Oysa projemizde her şey yazıyordu, ne eksik olabilirdi ki, nesi anlaşılmayabilirdi ki?

Randevu verilen gün ve saatte bir işimin olup olmadığı da sorulmamıştı. Gitmek zorundaydım. Yol parasını da ödemiyorlardı. İşimi gücümü bırakıp İstanbul’dan Ankara’ya, TÜBİTAK’a gittim. Bekleme odasında bir süre bekledikten sonra panelin önüne çıktım.

Başkan ortayaşlı bir hanımdı. İkinci başkan, ya da panelin ikinci etkili ismi Darwin skandalında da adı geçen Sayın Çiğdem Atakuman’dı. Diğer beş panelist 20’li yaşlarda gencecik insanlardı. Elli yaşında bir profesörü İstanbul’dan Ankara’ya getirterek huzurlarına çağırmakta hiçbir beis görmemişlerdi.

Başkan sözü aldı:

- Ali Bey, dedi, ben projeleri önceden okumam. Bana projenizi anlatır mısınız?

Biliyorum inanılır gibi değil ama aynen böyle söyledi. Sayın Çiğdem Atakuman o günü anımsar sanıyorum, kendisine de sorabilirsiniz. Dayanamayıp bunun nedenini sordum.

- Çünkü projelerden habersiz geldiğimde çok ilginç sorular soruyorum, başkalarının hiç dikkatini çekmeyen şeyleri görüyorum... Öyle değil mi arkadaşlar? diye sorup etrafındaki gençlere baktı onay bekleyerek.

Diğerleri, nerdeyse tek bir ağızdan,

- Evet efendim, öyle efendim, dediler, çok ilginç sorular soruyorsunuz...

Neden çağrıldığımı anlamıştım. Bu saygısızlık karşısında bana sadece susmak düşüyordu.

Projeyi anlatmam istendi. Anlattım. Başkan,

- Ali Bey, dedi, derslerinizde soracağınız sorulardan birkaçını rica edebilir miyim?

En ilginç bulduğum birkaç soruyu söyledim. Kısa bir sessizlik oldu. Başkan etrafına bakındı. Herhalde kendisinden soruların yanıtlarını beklediğimi sanmış olmalı ki, sinirli sinirli gülümseyerek,

- Eskiden olsaydı bunların hepsine şıp diye cevap verirdim, dedi, ama unuttum bu konuları şimdi...

Oysa sorularımın hepsi değme matematikçiyi zorlayacak sorulardı. Kendim uydurduğum bu soruların bazılarının yanıtını bulmak için günlerce düşünmüştüm. Bazılarınınkini de hiç bulamamıştım... Ben sadece “ne kadar güzel sorular değil mi, güzel olduklarını teyit edin, heyecanımı paylaşın” anlamına bakmıştım panelistlerin yüzüne.
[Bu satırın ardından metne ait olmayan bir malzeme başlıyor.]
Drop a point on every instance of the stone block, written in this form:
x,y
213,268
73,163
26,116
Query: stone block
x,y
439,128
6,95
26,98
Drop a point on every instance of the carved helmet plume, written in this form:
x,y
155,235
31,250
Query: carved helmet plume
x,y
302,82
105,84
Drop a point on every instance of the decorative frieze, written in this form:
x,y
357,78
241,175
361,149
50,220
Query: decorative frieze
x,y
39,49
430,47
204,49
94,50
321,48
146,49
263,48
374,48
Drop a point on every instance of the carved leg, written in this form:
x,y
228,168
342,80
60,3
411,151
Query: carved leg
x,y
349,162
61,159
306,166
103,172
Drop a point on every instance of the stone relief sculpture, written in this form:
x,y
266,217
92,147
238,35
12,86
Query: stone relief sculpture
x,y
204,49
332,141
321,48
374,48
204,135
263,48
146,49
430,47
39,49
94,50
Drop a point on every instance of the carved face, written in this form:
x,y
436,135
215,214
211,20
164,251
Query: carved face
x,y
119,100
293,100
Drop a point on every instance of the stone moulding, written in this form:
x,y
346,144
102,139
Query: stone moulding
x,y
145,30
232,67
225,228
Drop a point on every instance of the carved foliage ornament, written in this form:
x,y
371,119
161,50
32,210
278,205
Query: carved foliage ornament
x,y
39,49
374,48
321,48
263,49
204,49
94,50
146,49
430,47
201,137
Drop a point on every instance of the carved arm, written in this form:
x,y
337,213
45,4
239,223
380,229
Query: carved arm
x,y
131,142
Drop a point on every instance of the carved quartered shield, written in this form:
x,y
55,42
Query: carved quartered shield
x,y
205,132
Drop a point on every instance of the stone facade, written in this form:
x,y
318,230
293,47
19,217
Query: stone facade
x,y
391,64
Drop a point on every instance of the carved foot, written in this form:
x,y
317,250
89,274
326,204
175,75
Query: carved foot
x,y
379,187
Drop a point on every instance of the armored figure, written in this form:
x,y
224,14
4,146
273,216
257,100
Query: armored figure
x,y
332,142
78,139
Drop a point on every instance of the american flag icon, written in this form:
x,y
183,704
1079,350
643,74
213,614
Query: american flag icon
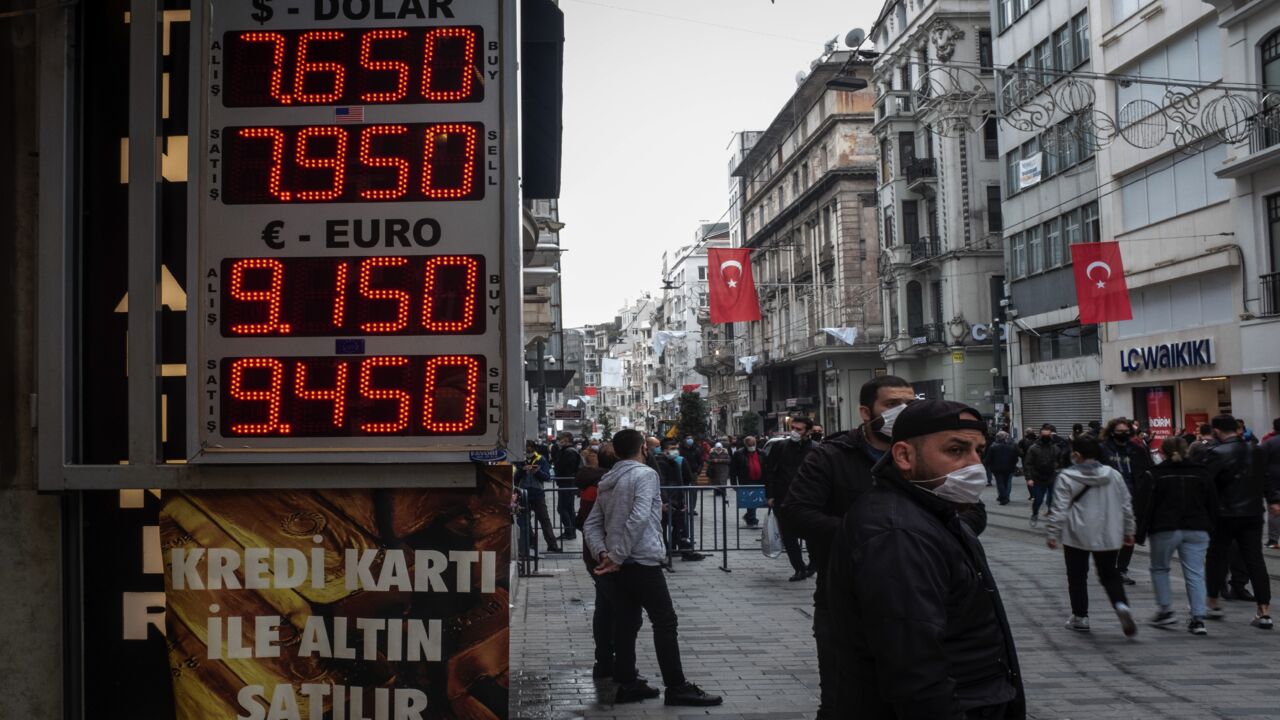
x,y
353,114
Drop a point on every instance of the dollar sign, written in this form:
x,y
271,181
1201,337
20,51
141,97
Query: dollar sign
x,y
263,10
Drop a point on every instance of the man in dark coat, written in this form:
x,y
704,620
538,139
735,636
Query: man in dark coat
x,y
1133,460
781,466
1235,468
828,483
922,630
1001,460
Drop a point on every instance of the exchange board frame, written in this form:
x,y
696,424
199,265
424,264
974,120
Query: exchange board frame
x,y
351,209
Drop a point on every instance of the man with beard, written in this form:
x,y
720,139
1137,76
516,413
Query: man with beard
x,y
920,629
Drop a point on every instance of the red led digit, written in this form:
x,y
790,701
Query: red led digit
x,y
469,399
337,163
371,160
401,69
305,68
337,395
272,296
277,137
270,396
369,391
278,50
439,136
469,294
401,297
339,296
466,69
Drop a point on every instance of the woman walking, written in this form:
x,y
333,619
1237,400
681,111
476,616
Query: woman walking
x,y
1176,506
1092,514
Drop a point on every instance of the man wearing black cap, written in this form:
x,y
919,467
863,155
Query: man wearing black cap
x,y
919,621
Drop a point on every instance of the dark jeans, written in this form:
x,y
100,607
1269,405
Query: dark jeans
x,y
565,505
1247,532
602,621
1004,486
644,587
538,509
1041,496
1078,577
828,660
1124,557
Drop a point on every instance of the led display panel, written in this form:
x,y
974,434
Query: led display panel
x,y
355,195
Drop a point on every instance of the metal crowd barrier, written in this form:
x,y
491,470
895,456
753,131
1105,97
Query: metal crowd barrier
x,y
712,523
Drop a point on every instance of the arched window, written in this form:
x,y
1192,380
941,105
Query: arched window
x,y
914,308
1270,121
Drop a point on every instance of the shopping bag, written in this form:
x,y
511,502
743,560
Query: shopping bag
x,y
771,537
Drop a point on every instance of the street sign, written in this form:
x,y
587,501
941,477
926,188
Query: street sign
x,y
355,236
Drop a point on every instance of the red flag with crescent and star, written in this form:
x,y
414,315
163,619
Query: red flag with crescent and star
x,y
1100,286
732,291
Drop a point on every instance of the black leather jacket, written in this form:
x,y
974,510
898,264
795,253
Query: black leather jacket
x,y
1237,473
918,621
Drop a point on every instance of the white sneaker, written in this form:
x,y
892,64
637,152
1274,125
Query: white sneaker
x,y
1078,624
1127,623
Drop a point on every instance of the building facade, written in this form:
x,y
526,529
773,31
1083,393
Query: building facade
x,y
809,218
940,199
1046,53
1196,217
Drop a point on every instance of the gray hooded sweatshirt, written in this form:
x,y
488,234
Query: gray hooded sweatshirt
x,y
627,516
1093,519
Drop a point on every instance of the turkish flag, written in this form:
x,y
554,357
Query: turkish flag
x,y
1100,287
732,291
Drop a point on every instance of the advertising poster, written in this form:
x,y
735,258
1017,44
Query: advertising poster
x,y
339,605
1160,414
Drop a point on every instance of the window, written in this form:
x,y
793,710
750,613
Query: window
x,y
905,151
1064,58
1121,9
1019,255
1092,224
1054,242
991,139
1043,55
1036,250
1173,186
995,213
1080,32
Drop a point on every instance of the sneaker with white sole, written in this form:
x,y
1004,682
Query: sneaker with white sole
x,y
1127,623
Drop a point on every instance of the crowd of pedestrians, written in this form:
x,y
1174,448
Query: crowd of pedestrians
x,y
908,619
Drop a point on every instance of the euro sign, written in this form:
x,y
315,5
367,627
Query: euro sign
x,y
263,10
272,235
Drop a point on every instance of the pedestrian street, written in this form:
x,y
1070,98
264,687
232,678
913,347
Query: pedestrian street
x,y
745,634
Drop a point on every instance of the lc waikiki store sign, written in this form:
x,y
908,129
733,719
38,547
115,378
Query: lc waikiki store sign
x,y
1168,356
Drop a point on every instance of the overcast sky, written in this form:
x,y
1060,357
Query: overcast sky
x,y
653,94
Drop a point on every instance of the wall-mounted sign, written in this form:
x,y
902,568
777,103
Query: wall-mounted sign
x,y
1168,356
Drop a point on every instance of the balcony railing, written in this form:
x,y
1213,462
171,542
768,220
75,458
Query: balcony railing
x,y
920,169
927,335
1269,290
926,249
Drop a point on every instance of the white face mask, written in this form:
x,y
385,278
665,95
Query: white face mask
x,y
888,418
963,486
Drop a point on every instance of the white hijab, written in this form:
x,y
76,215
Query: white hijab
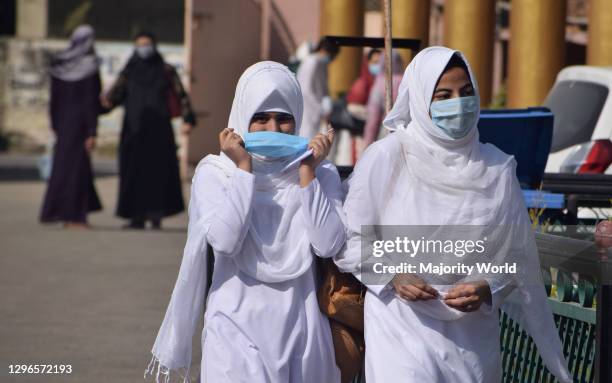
x,y
275,248
431,179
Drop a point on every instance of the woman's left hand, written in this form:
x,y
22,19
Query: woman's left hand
x,y
468,296
320,146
Oysa onlar soruları bile anlamamışlardı.

Başkan devam etti konuşmasına:

- Ali Bey, dedi, biz sizi araştırmacı olarak çok iyi biliyoruz, tanınmış bir araştırmacısınız ve konunuzda belli ki çok iyisiniz, ama eğitimci olarak biz sizi hiç tanımıyoruz. İyi bir araştırmacı olmak demek illa iyi bir eğitimci olmak anlamına gelmez... Bu projede başarılı olacağınızı nasıl bilebiliriz ki?..

Bu aşamada projemi reddetmeye niyetli olduklarını anlamıştım. Son bir umutla kendimi savundum:

- Ama ben 5 yıldır liselilere yönelik Matematik Dünyası diye bir dergi çıkarıyorum... Derginin her sayısı on bin satıyor...

Etrafına bakınıp,

- Öyle mi? Bilmiyordum... dedi.

Diğerleri “evet öyle” anlamına baş salladılar.

- Ayrıca, diye ekledim, 20 küsur yıldır onlarca kez basılmış 5-6 tane popüler matematik kitabım var...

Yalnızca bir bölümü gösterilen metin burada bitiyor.